What breed will you have. Now show type birds that are not as flighty as race birds. Pine shavings work and look OK. Scraping the floor daily works well with most breeds. They have straight type hoes that work well for scraping. I would not USE SAND. it holds moisture and can cause sickness. While it look good. Back in the 70s it was popular I even tried had a place I could get white sand sure looked good But it does give a place where sickness can start.


----------



## Pip Logan (Oct 6, 2009)

I use sand and rake it.


----------



## fireman (Apr 2, 2011)

I was using wood shavings but it was a perfect place for a snake to hide and kill 2 of my squabs. Nothing but bare floors now!


----------



## loonecho (Feb 25, 2010)

I use ground corn cob bedding. They stay put when the birds are on the floor exercising/testing their wings and nothing keeps a loft dryer. A dry loft is a healthy loft. I may try the bare floor system in my new loft but for now, I haven't found any drawbacks to the corn cob bedding. Cleaning is a breeze.

Jim


----------



## vivagirl (Jun 24, 2008)

I have tried everything but have settle in the last few years on Oil Dry. You get this at any auto parts store. Be sure it's 100% clay. Basically it is the same thing as Kitty Litter.
It's super absorbant and economical. Danny Joe


----------



## Cgosch (Jul 31, 2011)

Thanks for all your ideas.

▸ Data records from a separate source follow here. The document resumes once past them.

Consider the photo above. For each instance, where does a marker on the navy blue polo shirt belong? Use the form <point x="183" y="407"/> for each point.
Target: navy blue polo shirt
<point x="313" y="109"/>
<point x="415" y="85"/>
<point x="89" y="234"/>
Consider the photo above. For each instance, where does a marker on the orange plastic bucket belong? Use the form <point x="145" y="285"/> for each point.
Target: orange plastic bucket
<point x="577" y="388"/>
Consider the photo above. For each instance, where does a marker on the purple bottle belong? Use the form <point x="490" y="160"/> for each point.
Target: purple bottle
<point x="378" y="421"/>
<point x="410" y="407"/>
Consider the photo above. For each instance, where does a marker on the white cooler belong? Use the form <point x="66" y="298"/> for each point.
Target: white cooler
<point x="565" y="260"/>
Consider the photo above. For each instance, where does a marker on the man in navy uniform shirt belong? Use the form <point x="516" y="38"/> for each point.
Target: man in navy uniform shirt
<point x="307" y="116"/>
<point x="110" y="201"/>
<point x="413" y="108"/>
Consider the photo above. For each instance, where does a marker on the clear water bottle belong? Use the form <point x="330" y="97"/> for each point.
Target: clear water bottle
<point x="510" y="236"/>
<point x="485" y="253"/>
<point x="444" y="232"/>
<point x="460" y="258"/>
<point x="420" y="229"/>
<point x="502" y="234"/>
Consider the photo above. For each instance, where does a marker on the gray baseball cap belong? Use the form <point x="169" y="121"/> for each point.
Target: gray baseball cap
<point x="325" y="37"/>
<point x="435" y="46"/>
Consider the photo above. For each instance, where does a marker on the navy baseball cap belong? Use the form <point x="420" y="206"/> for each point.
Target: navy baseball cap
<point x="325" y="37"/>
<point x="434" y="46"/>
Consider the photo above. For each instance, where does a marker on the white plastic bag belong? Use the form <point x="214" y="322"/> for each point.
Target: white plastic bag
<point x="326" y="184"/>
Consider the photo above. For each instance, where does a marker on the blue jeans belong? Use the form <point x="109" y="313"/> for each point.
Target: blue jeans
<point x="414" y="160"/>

I will be housing rollers.


----------



## tipplers4life (Sep 10, 2011)

bare floors and scrape daily and mop with thin bleach,no dust or damp,if you cover your floor it holds damp and floor WILL rot,i have fans in my loft top and bottom,floor is dry most time,breeding time is messy though,pigeons are hard work full stop,


----------



## APF_LOFT (Aug 9, 2010)

i use metal screen they are the best no need for cleaning it clean it self hehe. and less odor in the loft also


----------



## APF_LOFT (Aug 9, 2010)

and look at the picture the chicken is eating the wasted feed and she also rake the poop below so no more odor


----------



## tipplers4life (Sep 10, 2011)

good idea,but it brings rats in england,plus it costs money,if u use fans that gets rid of odors,fungus grows underneath,is that safe to walk on?good idea but england is so so wet,i would go with that idea if i could find cheap solution


----------



## APF_LOFT (Aug 9, 2010)

so far i dont have rat in my loft and i think rat cannot past trough that size of mesh. yes it safe walk on but i dont step on the mesh i step on the wood.


----------



## GaryWCo (Apr 19, 2011)

Because of the weather and critters I put a painted/sealed plywood floor in my loft. I place aspen wood shavings on the floor under the perches. I have to do very little scraping as most of the droppings fall into the shavings. Works for me.


----------



## orock (Mar 28, 2011)

I use bare floors clean daily.


----------